The family had no news about the missing woman and child till a video was posted on Facebook on 12 April showing Mariam in Islamic veil announcing her conversion to Islam with perfectly free will, displaying what looked like a valid official certificate of conversion, and asking for police protection. Mariam appeared very sad and rather frightened, and her daughter could be heard crying in the background. The husband, and many Copts as well, insisted that the video proves nothing, because Mariam might have been coerced into filming it.
Mr Saad said that he knows his wife very well and that in the video she looked under duress. He said that had she been gone of her own free will, she would have been allowed to meet her family, announce her new status and clear her position.
Copts at large agree with Mr Saad; they are outraged at the video which they say reeks of sorrow and fear. Many Copts demanded a comeback to the Counselling and Religious Guidance Sessions that were in place for many years but were discontinued in 2004. These were sessions that were legal prerequisites for any religious conversion to be final, and applied to members of all religions in Egypt, including Muslims as well as Copts. The intended convert would have to sit with a representative of the religion he or she intends to leave, usually a member of the clergy, and discuss all aspects of the prospective conversion. In some cases, the convert-to-be would change his or her mind following the discussion; in some cases they would not; and in yet other cases where conversion would probably be under duress the would-be convert would attend in a state unlikely to yield a faithful decision. In case of Coptic women, the sessions would bring to light whether or not they had gone of their own free will, and what they intended to do, and would also serve to allay any fears the women would have about going back to their original families after their elopement.

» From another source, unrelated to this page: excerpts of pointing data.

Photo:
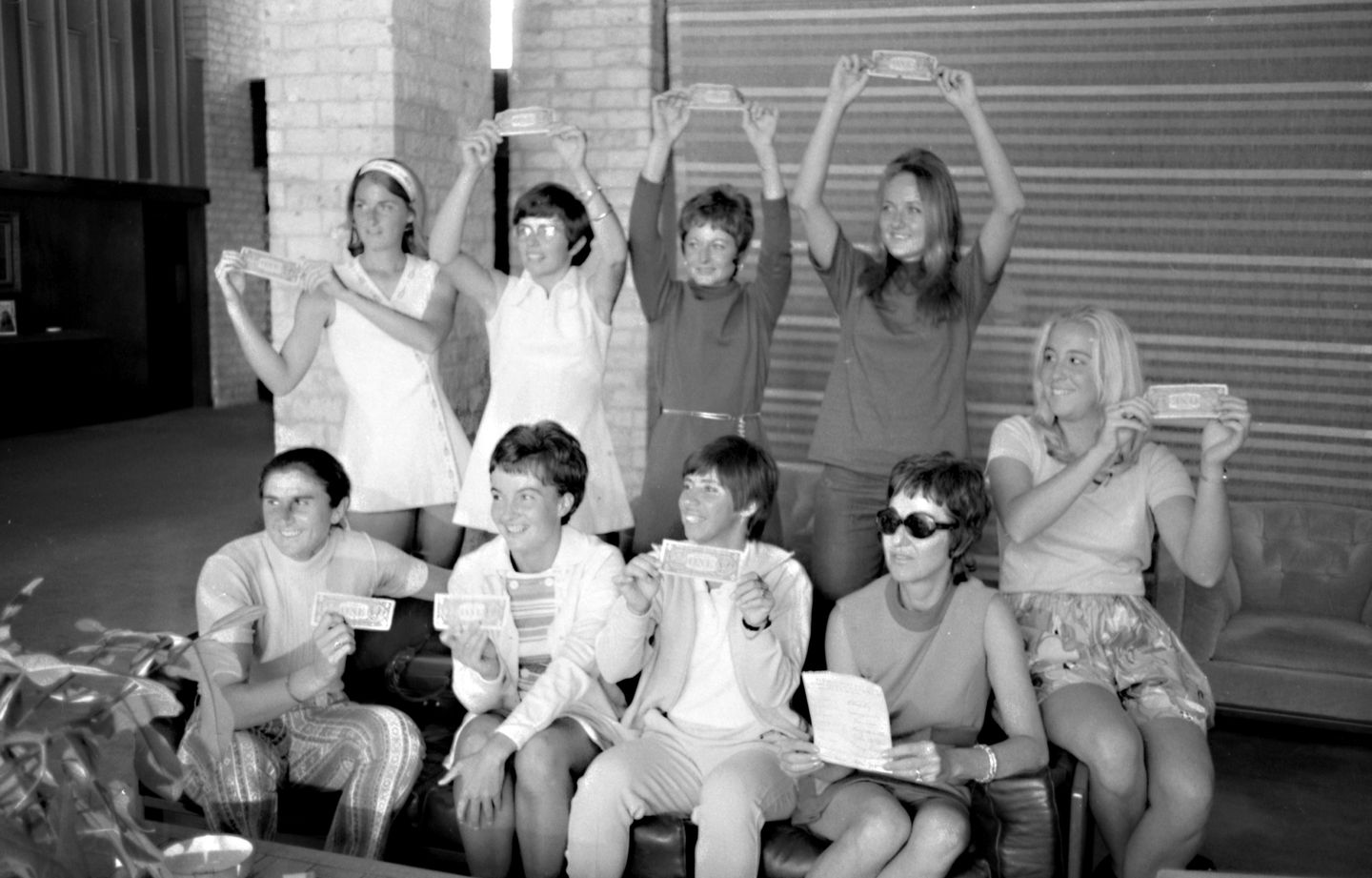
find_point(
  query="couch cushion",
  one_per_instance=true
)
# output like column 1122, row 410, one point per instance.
column 1303, row 557
column 1297, row 641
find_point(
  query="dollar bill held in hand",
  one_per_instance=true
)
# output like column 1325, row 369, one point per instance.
column 714, row 96
column 467, row 611
column 1181, row 402
column 686, row 559
column 524, row 121
column 360, row 612
column 898, row 65
column 273, row 268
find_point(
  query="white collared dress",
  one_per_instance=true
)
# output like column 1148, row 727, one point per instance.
column 548, row 362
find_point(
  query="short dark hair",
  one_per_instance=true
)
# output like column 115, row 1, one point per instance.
column 957, row 484
column 723, row 208
column 317, row 462
column 552, row 202
column 745, row 468
column 546, row 452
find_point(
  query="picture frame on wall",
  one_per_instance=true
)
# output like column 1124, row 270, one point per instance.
column 9, row 252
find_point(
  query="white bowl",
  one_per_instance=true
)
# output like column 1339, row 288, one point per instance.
column 209, row 856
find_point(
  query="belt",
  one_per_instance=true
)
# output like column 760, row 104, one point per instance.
column 715, row 416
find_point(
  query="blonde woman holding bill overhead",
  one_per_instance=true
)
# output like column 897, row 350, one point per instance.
column 906, row 317
column 387, row 310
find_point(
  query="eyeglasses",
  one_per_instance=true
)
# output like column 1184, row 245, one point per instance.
column 548, row 231
column 919, row 524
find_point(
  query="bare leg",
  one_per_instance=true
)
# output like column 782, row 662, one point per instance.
column 867, row 827
column 436, row 540
column 938, row 834
column 489, row 848
column 545, row 777
column 1180, row 787
column 390, row 527
column 1088, row 722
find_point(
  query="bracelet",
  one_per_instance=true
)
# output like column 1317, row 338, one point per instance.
column 991, row 763
column 293, row 697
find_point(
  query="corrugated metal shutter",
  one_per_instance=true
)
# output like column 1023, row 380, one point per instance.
column 1200, row 168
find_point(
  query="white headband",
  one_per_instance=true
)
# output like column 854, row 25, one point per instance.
column 395, row 172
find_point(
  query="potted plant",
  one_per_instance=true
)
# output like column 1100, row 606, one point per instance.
column 78, row 733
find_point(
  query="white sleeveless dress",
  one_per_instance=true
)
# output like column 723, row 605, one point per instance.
column 548, row 362
column 401, row 443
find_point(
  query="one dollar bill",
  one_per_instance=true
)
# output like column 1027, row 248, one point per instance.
column 900, row 65
column 360, row 612
column 468, row 611
column 686, row 559
column 1180, row 402
column 273, row 268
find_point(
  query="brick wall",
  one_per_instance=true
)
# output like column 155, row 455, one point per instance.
column 227, row 36
column 595, row 63
column 349, row 81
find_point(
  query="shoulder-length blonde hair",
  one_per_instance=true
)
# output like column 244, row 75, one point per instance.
column 1117, row 371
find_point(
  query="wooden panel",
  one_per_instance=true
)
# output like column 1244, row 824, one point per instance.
column 1200, row 168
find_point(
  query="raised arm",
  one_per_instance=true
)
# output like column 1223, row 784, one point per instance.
column 465, row 274
column 279, row 371
column 1197, row 533
column 424, row 334
column 845, row 83
column 1007, row 202
column 654, row 253
column 1025, row 509
column 670, row 114
column 760, row 129
column 610, row 253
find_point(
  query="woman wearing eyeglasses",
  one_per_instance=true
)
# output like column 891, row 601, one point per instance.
column 1079, row 493
column 938, row 643
column 549, row 327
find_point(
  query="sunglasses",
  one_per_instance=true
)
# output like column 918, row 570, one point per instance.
column 919, row 524
column 548, row 231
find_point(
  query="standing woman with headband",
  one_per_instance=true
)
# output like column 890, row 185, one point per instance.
column 387, row 310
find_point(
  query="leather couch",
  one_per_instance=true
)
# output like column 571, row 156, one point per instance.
column 1019, row 825
column 1287, row 633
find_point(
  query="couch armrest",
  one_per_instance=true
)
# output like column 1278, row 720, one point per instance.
column 1195, row 613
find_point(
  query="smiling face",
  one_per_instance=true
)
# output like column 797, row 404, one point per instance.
column 379, row 215
column 529, row 515
column 1068, row 372
column 901, row 219
column 711, row 255
column 296, row 512
column 542, row 246
column 911, row 560
column 708, row 515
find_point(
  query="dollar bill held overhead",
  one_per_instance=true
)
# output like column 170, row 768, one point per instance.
column 715, row 96
column 1181, row 402
column 465, row 611
column 524, row 121
column 273, row 268
column 900, row 65
column 360, row 612
column 686, row 559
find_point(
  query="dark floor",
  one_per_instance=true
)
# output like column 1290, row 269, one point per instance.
column 118, row 519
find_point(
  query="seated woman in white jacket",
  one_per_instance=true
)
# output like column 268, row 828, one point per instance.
column 538, row 709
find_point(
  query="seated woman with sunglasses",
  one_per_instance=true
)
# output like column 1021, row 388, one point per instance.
column 549, row 327
column 938, row 643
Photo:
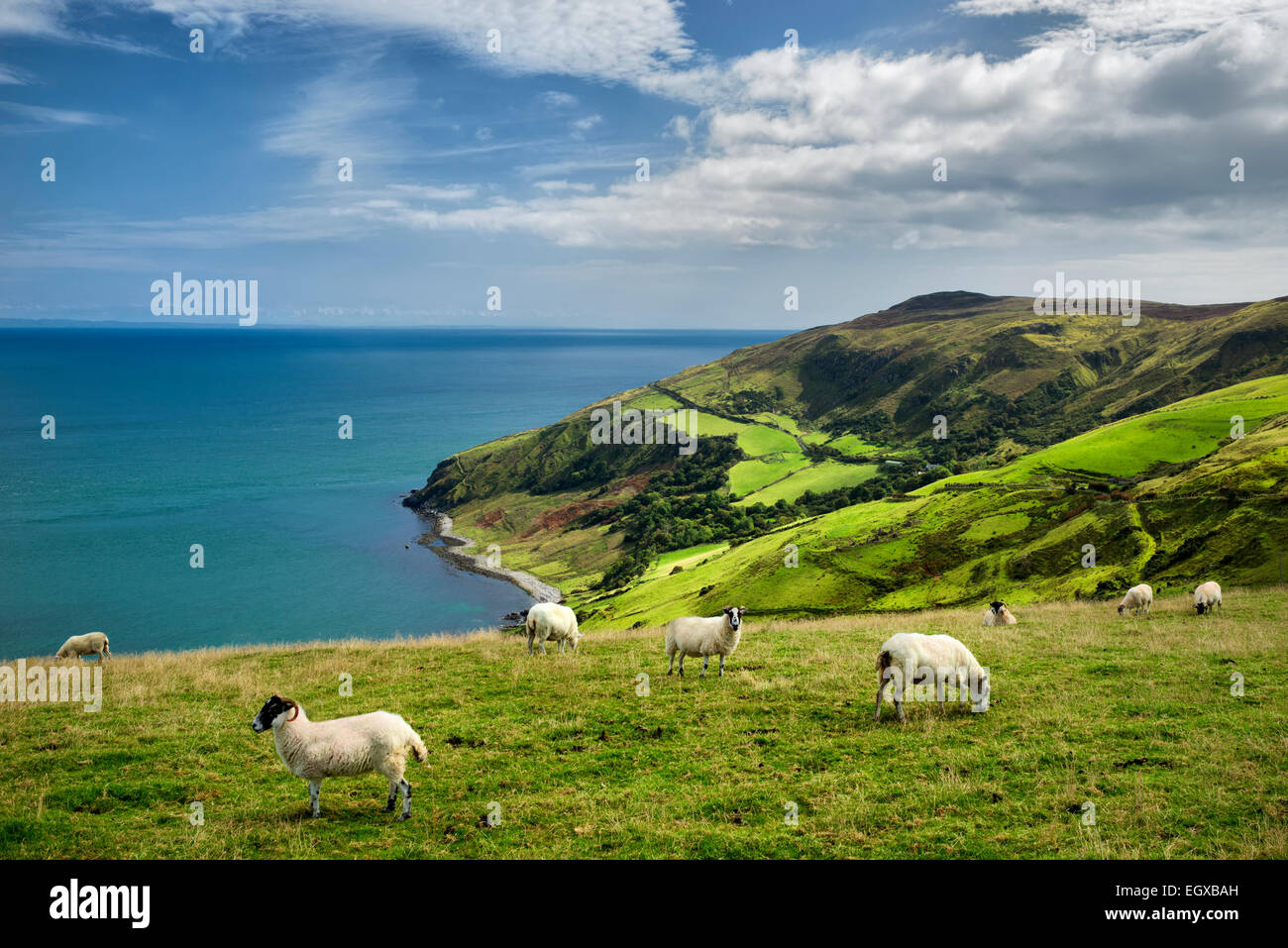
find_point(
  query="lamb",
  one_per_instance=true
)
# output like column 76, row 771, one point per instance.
column 706, row 636
column 1206, row 596
column 554, row 622
column 1137, row 597
column 997, row 614
column 88, row 644
column 342, row 747
column 914, row 657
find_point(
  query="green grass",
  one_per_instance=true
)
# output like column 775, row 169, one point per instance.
column 686, row 558
column 751, row 475
column 758, row 440
column 825, row 475
column 1181, row 432
column 854, row 446
column 1132, row 716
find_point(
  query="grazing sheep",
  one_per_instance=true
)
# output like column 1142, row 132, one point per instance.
column 706, row 636
column 997, row 614
column 1206, row 596
column 1137, row 597
column 88, row 644
column 914, row 657
column 342, row 747
column 553, row 622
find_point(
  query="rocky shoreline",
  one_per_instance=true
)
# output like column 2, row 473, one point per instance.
column 454, row 548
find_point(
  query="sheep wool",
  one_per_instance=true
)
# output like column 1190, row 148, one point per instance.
column 1137, row 599
column 912, row 657
column 342, row 747
column 88, row 644
column 704, row 635
column 552, row 622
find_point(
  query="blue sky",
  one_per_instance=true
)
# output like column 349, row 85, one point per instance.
column 769, row 167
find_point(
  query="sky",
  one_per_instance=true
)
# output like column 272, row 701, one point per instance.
column 497, row 143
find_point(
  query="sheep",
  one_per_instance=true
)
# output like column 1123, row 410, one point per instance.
column 1137, row 597
column 88, row 644
column 554, row 622
column 997, row 614
column 700, row 635
column 914, row 657
column 1206, row 596
column 342, row 747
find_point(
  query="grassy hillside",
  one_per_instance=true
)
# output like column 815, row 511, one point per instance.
column 1132, row 716
column 1019, row 531
column 1077, row 428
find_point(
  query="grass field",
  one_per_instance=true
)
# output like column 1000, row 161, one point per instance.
column 825, row 475
column 751, row 475
column 1134, row 717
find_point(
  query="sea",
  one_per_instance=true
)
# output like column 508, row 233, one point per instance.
column 166, row 440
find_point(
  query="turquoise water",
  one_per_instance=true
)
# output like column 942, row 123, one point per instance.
column 228, row 438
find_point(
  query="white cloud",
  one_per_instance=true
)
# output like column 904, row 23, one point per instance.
column 42, row 117
column 558, row 185
column 617, row 40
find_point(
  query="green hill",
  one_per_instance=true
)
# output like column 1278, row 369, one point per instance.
column 1061, row 432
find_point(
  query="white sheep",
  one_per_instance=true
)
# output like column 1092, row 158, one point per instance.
column 552, row 622
column 997, row 614
column 1206, row 596
column 914, row 657
column 1137, row 597
column 342, row 747
column 88, row 644
column 703, row 635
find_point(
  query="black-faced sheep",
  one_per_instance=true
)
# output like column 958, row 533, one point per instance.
column 88, row 644
column 552, row 622
column 706, row 636
column 1206, row 596
column 914, row 659
column 997, row 614
column 1138, row 597
column 342, row 747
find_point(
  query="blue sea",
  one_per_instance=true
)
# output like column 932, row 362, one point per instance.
column 228, row 438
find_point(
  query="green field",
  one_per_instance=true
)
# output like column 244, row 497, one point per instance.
column 758, row 440
column 751, row 475
column 825, row 475
column 1133, row 717
column 686, row 558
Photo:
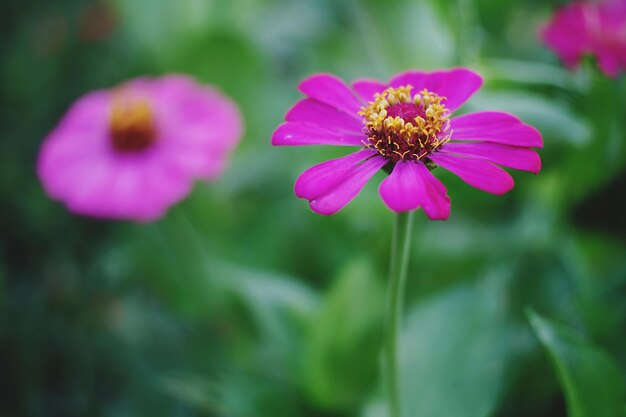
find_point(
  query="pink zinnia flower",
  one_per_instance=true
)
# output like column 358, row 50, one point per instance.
column 405, row 127
column 590, row 28
column 133, row 151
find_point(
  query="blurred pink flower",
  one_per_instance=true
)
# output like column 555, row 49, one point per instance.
column 404, row 126
column 133, row 151
column 596, row 28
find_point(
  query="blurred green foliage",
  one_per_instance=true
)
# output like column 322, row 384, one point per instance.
column 243, row 303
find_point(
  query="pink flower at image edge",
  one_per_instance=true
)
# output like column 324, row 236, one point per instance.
column 132, row 151
column 406, row 126
column 598, row 29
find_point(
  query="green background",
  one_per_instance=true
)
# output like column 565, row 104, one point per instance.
column 241, row 302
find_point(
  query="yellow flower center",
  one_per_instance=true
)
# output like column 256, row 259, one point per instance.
column 401, row 126
column 131, row 124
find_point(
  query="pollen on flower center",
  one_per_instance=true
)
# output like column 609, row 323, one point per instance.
column 131, row 125
column 401, row 126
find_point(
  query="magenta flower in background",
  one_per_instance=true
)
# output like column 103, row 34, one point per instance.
column 133, row 151
column 405, row 126
column 596, row 28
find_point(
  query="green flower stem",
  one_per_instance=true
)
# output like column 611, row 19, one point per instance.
column 401, row 242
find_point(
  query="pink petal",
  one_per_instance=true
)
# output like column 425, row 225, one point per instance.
column 508, row 156
column 567, row 34
column 494, row 127
column 367, row 89
column 315, row 112
column 323, row 177
column 457, row 85
column 411, row 185
column 332, row 91
column 292, row 134
column 331, row 185
column 476, row 172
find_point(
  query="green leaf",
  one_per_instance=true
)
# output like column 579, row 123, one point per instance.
column 590, row 378
column 341, row 360
column 454, row 352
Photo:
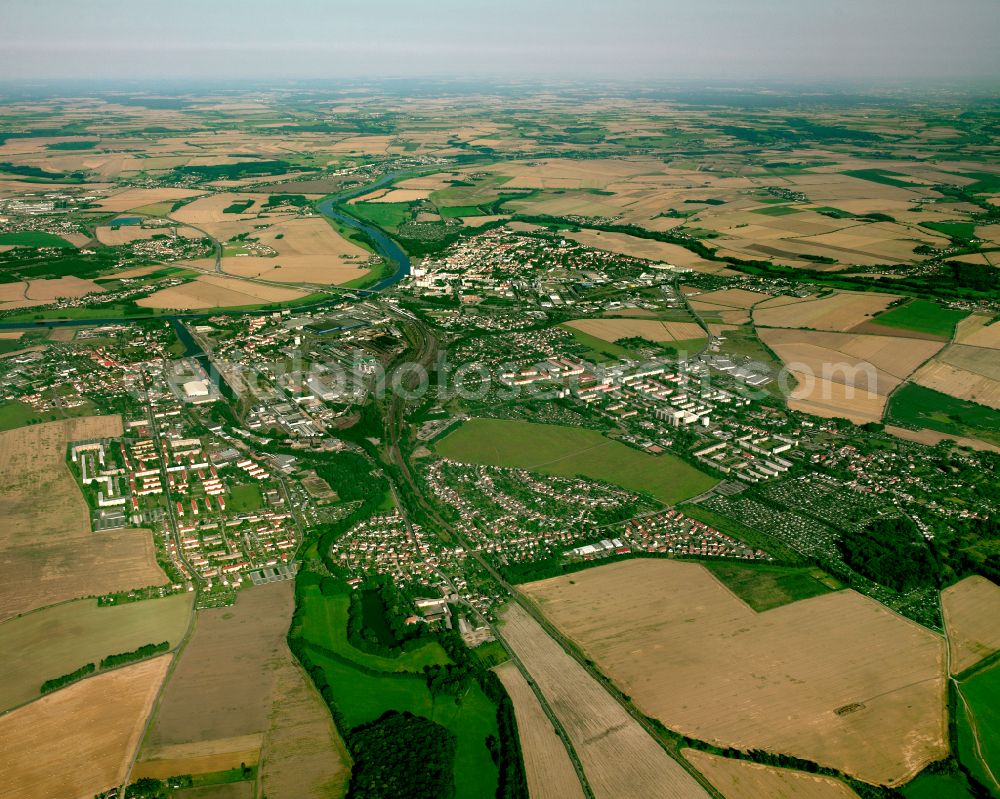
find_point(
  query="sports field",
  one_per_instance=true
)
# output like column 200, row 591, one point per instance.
column 571, row 452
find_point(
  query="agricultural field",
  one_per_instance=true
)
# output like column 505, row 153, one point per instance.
column 217, row 707
column 972, row 619
column 550, row 771
column 48, row 552
column 75, row 742
column 978, row 719
column 27, row 294
column 845, row 374
column 214, row 291
column 838, row 312
column 966, row 373
column 919, row 407
column 650, row 329
column 921, row 316
column 619, row 757
column 302, row 754
column 978, row 330
column 738, row 779
column 571, row 451
column 764, row 587
column 643, row 248
column 366, row 686
column 858, row 688
column 54, row 641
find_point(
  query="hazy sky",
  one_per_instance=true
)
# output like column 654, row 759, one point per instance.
column 647, row 39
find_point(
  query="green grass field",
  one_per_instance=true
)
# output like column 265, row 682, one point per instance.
column 398, row 684
column 764, row 587
column 244, row 498
column 57, row 640
column 884, row 176
column 455, row 211
column 916, row 406
column 387, row 216
column 34, row 238
column 953, row 230
column 326, row 625
column 363, row 697
column 982, row 692
column 17, row 414
column 571, row 452
column 598, row 350
column 921, row 316
column 937, row 786
column 777, row 210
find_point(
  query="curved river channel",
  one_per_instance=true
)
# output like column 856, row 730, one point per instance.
column 330, row 207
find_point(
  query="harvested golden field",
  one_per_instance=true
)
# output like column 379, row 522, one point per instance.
column 959, row 383
column 218, row 708
column 972, row 619
column 831, row 399
column 549, row 770
column 202, row 757
column 897, row 357
column 612, row 329
column 740, row 779
column 48, row 553
column 54, row 641
column 79, row 741
column 309, row 251
column 643, row 248
column 841, row 311
column 734, row 298
column 978, row 330
column 48, row 290
column 303, row 756
column 134, row 198
column 981, row 360
column 128, row 233
column 139, row 271
column 402, row 196
column 845, row 375
column 570, row 173
column 837, row 678
column 619, row 757
column 214, row 291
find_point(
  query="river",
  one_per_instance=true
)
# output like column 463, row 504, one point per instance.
column 384, row 246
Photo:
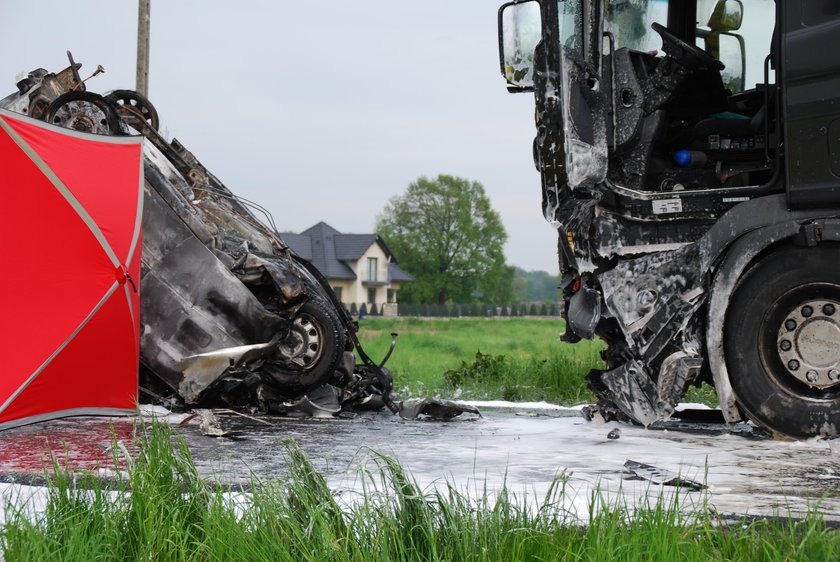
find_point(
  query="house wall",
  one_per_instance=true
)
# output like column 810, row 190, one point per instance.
column 357, row 291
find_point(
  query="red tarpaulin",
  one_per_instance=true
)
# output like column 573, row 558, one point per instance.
column 70, row 225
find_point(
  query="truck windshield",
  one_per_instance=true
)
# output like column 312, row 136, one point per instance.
column 629, row 22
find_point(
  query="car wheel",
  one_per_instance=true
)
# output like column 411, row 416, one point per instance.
column 782, row 341
column 313, row 348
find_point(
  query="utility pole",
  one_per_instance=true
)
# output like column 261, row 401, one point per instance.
column 143, row 22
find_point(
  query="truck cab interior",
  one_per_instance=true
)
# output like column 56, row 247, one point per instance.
column 691, row 115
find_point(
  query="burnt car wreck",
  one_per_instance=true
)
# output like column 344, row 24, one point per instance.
column 231, row 317
column 698, row 215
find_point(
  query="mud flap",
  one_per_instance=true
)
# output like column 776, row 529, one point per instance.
column 630, row 388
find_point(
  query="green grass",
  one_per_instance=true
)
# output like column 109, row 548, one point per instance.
column 532, row 362
column 490, row 359
column 162, row 510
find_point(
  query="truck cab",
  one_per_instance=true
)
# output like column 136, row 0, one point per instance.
column 689, row 155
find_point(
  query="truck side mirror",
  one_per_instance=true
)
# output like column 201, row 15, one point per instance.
column 720, row 40
column 520, row 29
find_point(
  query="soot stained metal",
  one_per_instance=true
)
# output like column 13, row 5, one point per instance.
column 230, row 316
column 688, row 159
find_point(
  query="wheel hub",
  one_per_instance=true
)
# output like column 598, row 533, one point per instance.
column 303, row 344
column 83, row 116
column 809, row 343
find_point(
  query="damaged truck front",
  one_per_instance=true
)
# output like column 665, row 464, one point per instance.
column 696, row 194
column 230, row 316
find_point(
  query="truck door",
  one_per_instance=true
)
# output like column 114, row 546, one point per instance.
column 811, row 92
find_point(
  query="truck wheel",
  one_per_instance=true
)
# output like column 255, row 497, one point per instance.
column 314, row 347
column 782, row 341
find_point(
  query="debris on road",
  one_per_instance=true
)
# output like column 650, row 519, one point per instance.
column 434, row 408
column 231, row 316
column 661, row 476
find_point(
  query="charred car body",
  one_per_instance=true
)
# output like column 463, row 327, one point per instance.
column 696, row 193
column 230, row 315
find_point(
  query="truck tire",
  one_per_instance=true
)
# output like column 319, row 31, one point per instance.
column 315, row 348
column 782, row 341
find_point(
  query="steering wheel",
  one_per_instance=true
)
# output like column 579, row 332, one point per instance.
column 690, row 56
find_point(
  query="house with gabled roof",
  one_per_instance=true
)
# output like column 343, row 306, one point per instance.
column 359, row 267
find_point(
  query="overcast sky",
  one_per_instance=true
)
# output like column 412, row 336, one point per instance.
column 317, row 110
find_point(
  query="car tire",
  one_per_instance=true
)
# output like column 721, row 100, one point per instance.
column 314, row 348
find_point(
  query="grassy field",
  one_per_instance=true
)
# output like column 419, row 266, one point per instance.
column 490, row 359
column 485, row 358
column 163, row 510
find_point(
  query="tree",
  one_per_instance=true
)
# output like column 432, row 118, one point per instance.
column 445, row 233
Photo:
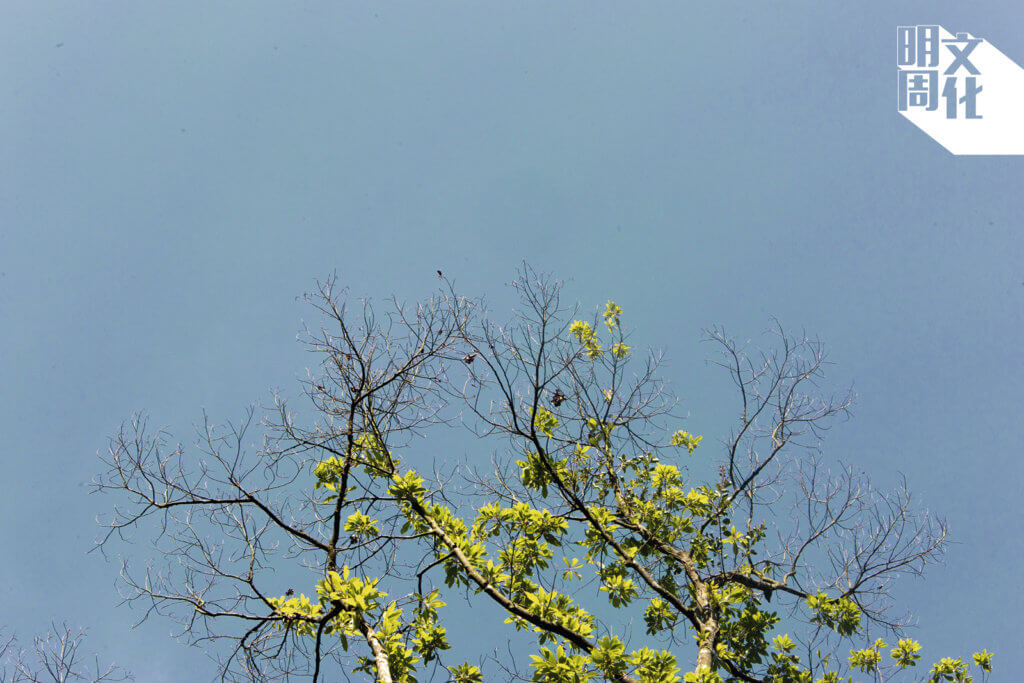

Mr Saad who totally disbelieves that his wife Mariam had gone of her own free will, said that the family had been getting ready for Easter, and his wife was right in the middle of all her usual pre-Easter preparations and shopping before she went missing; not at all the mood or behaviour of someone planning to elope.
Copts believe that videos posted by missing women are no longer proof of their leaving of their free will. In June 2020, a young Coptic woman from Amriya, Alexandria, had gone missing, and posted on Facebook a live video of her declaring she wanted to change her life, leave her family, and convert to Islam. The following day she contacted her brother and asked him to pick her up to go home. She said she had changed her mind, and wished to return. Her brother took her to the police station to file a report, since she had been reported missing. Commenting on her return, a Coptic activist, Ramy Kashwaa said it proves that videos posted by missing persons and especially women who claim on video that they have converted or plan to convert are not to be taken as authentic. The videos prove nothing, since it can never be known under what conditions the footage was filmed.